The U.S. military will continue sailing ships near disputed islands in the South China Sea, Defense Secretary Jim Mattis insisted Tuesday, despite Beijing's increased complaints about the operations.
"They're freedom of navigation operations. And you'll notice there's only one country that seems to take active steps to rebuff them or state their resentment of them," Mattis said while en route to Hawaii.
The South China Sea is expected to be a major focus this week when Mattis heads to Singapore to attend the Shangri-La Dialogue, an annual gathering of Asian defense and other leaders.
Two U.S. Navy warships sailed Sunday near islands occupied by China in the Paracel Islands, off the coast of Vietnam. China sent two of its own warships to the area to warn the U.S. vessels to leave, Beijing said.
U.S. officials say the freedom of navigation operations (FONOP) are regularly scheduled and occur globally. But the latest FONOP comes at a particularly tense moment in U.S.-China relations.
The Pentagon last week rescinded its invitation to China to take part in RIMPAC, a major international maritime exercise later this year, citing Beijing's militarization of islands in the South China Sea.
Recent reports indicate China has moved air defense systems to the Spratly Islands, the latest move by Beijing to militarize South China Sea outposts.
"When they do things that are opaque to the rest of us, we can't cooperate in areas that we would otherwise cooperate in," Mattis told reporters.
Mattis also said the U.S. would continue to "confront what we believe is out of step with international law, out of step with international tribunals that have spoken on the issue."

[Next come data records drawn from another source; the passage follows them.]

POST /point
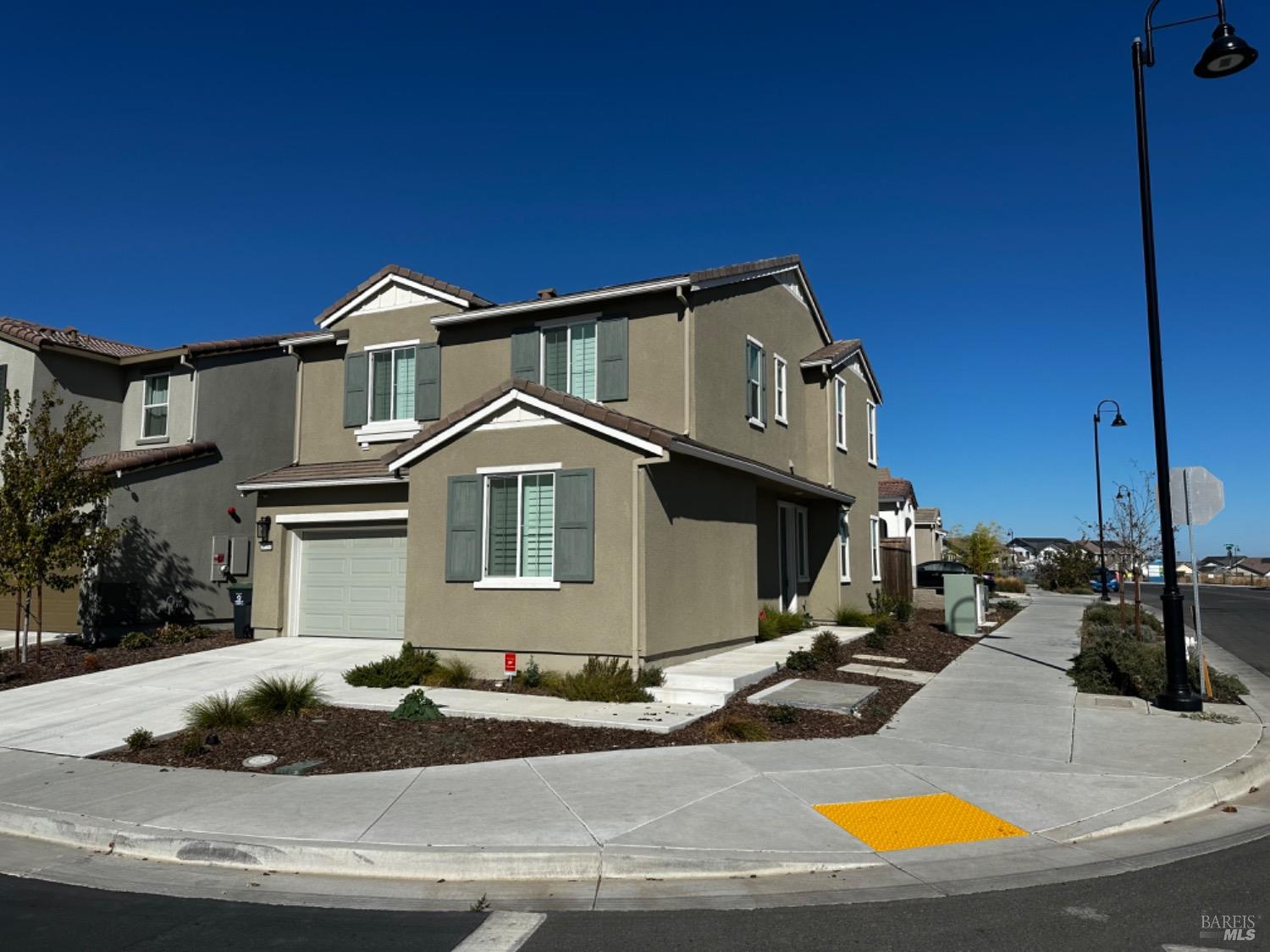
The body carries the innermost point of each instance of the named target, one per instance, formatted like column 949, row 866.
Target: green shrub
column 417, row 706
column 802, row 660
column 851, row 617
column 137, row 640
column 279, row 695
column 401, row 670
column 1115, row 663
column 218, row 711
column 650, row 677
column 782, row 713
column 826, row 647
column 140, row 739
column 454, row 673
column 599, row 680
column 729, row 730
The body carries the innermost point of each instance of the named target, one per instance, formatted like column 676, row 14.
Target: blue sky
column 959, row 179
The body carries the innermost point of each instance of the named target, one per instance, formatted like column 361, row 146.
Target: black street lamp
column 1224, row 56
column 1097, row 480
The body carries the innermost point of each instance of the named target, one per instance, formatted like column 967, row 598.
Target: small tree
column 980, row 550
column 52, row 508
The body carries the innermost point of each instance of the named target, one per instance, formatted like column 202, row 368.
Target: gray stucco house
column 182, row 426
column 624, row 471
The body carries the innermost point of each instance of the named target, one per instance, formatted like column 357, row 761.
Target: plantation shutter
column 427, row 382
column 576, row 526
column 612, row 349
column 525, row 355
column 462, row 528
column 355, row 390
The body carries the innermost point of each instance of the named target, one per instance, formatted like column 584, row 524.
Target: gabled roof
column 130, row 459
column 698, row 279
column 41, row 335
column 355, row 472
column 605, row 421
column 467, row 297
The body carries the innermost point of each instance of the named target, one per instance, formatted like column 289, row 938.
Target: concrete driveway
column 93, row 713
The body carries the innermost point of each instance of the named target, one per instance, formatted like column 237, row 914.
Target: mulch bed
column 63, row 660
column 351, row 740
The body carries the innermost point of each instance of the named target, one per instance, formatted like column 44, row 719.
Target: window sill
column 386, row 432
column 518, row 584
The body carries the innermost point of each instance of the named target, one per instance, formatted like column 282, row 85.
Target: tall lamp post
column 1224, row 56
column 1097, row 480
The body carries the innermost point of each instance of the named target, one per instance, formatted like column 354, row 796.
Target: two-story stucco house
column 629, row 471
column 180, row 426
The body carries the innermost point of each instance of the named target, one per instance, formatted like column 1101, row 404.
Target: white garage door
column 352, row 584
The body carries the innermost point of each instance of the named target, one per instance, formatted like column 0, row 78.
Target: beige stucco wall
column 578, row 619
column 272, row 569
column 721, row 319
column 698, row 558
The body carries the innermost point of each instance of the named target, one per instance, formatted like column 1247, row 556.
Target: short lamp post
column 1097, row 482
column 1224, row 56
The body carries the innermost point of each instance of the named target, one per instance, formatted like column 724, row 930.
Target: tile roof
column 129, row 459
column 417, row 277
column 896, row 489
column 40, row 334
column 350, row 470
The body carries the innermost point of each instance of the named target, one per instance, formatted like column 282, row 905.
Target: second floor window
column 154, row 410
column 840, row 411
column 569, row 360
column 754, row 385
column 393, row 385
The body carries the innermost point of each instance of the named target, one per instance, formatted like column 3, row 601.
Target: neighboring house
column 629, row 471
column 929, row 535
column 180, row 426
column 1030, row 551
column 897, row 507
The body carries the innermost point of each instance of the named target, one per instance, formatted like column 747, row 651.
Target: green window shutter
column 462, row 528
column 355, row 390
column 427, row 382
column 525, row 355
column 576, row 526
column 614, row 360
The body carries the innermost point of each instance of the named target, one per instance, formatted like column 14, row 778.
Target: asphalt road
column 1239, row 619
column 1140, row 911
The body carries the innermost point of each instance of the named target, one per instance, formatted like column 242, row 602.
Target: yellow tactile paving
column 904, row 823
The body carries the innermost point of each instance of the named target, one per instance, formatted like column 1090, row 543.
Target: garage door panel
column 352, row 584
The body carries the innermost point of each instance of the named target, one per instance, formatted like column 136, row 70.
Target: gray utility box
column 960, row 608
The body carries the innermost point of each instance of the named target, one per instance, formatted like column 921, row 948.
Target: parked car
column 930, row 575
column 1113, row 583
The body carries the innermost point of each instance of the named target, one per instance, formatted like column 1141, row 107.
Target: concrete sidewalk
column 1001, row 728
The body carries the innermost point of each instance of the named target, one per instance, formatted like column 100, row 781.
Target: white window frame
column 875, row 546
column 840, row 413
column 393, row 423
column 515, row 581
column 569, row 324
column 873, row 431
column 843, row 545
column 802, row 553
column 145, row 406
column 756, row 421
column 780, row 386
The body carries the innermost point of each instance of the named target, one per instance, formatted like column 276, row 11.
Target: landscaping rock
column 836, row 697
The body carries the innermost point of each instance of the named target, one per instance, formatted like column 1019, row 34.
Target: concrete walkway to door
column 93, row 713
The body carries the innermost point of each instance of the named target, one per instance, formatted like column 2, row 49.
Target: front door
column 787, row 556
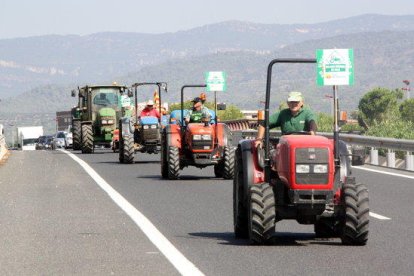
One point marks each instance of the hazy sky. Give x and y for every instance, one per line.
x=22, y=18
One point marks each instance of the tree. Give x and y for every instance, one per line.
x=379, y=105
x=407, y=110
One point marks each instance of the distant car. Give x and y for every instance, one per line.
x=49, y=144
x=59, y=140
x=40, y=144
x=69, y=140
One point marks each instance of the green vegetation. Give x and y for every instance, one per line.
x=383, y=113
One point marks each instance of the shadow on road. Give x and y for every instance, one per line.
x=280, y=239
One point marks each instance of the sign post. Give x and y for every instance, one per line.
x=335, y=67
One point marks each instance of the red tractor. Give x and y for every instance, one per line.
x=302, y=177
x=197, y=144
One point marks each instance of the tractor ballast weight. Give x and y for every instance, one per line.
x=196, y=144
x=96, y=116
x=305, y=178
x=140, y=134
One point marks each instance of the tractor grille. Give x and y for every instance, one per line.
x=202, y=144
x=314, y=166
x=151, y=134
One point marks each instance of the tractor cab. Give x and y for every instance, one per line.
x=198, y=144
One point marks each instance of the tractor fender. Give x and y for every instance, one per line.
x=224, y=135
x=86, y=123
x=125, y=126
x=252, y=173
x=344, y=154
x=173, y=135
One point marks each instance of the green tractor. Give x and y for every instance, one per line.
x=96, y=116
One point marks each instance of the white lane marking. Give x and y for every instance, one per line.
x=377, y=216
x=389, y=173
x=176, y=258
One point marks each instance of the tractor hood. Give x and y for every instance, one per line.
x=107, y=112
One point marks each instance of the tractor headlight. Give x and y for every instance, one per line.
x=301, y=168
x=320, y=168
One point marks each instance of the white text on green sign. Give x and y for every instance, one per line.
x=216, y=81
x=335, y=67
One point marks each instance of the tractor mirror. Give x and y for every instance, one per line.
x=221, y=106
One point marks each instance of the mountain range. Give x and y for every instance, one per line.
x=37, y=73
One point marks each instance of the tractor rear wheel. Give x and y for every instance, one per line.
x=356, y=214
x=173, y=162
x=129, y=150
x=240, y=216
x=76, y=135
x=228, y=168
x=262, y=213
x=87, y=139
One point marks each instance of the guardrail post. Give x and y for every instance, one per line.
x=374, y=156
x=409, y=161
x=391, y=158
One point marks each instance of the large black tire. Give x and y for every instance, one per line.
x=87, y=139
x=129, y=150
x=356, y=214
x=262, y=213
x=228, y=168
x=76, y=135
x=173, y=163
x=240, y=215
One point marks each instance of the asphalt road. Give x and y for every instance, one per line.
x=55, y=219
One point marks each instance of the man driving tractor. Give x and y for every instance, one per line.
x=295, y=118
x=198, y=113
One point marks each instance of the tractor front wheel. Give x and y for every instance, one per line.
x=173, y=162
x=76, y=132
x=87, y=139
x=262, y=213
x=228, y=168
x=355, y=220
x=129, y=150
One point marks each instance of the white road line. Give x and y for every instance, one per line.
x=176, y=258
x=378, y=216
x=389, y=173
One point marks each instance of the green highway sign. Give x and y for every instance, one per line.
x=335, y=67
x=216, y=81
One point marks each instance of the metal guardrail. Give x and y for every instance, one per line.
x=246, y=129
x=3, y=148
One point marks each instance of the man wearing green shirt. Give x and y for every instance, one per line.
x=292, y=119
x=199, y=113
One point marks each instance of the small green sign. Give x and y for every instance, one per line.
x=125, y=101
x=335, y=67
x=216, y=81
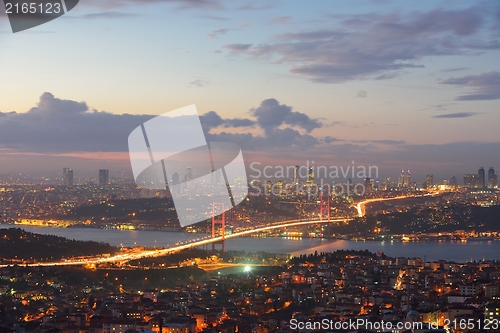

Part of that response includes increased freedom of navigation operations, U.S. officials insist.
"It's international waters, and a lot of nations want to see freedom of navigation, so we'll continue that," Mattis said.
China claims nearly the entire South China Sea, despite overlapping claims with other countries, including Vietnam, the Philippines, Malaysia, Brunei and Taiwan.
The territorial disputes and U.S.-China relations are expected to be a major focus of the Shangri-La Dialogue. But the conference could also be dominated by talk about a possible summit in Singapore between U.S. President Donald Trump and North Korean leader Kim Jong Un.
Separate teams of U.S. officials are in Singapore and the Demilitarized Zone on the Korean Peninsula, trying to lay the groundwork for the summit, which was originally scheduled to take place June 12.
Mattis said he spoke Monday with Trump about North Korea, but he declined to comment on the status of the summit preparations.
"The diplomats are continuing to meet … at Panmunjom and there's some folks already in Singapore," Mattis said.
Before Singapore, Mattis is in Hawaii, where he will participate in a change of command ceremony at Pacific Command headquarters. He will also hold separate meetings with the defense ministers of Indonesia and Japan.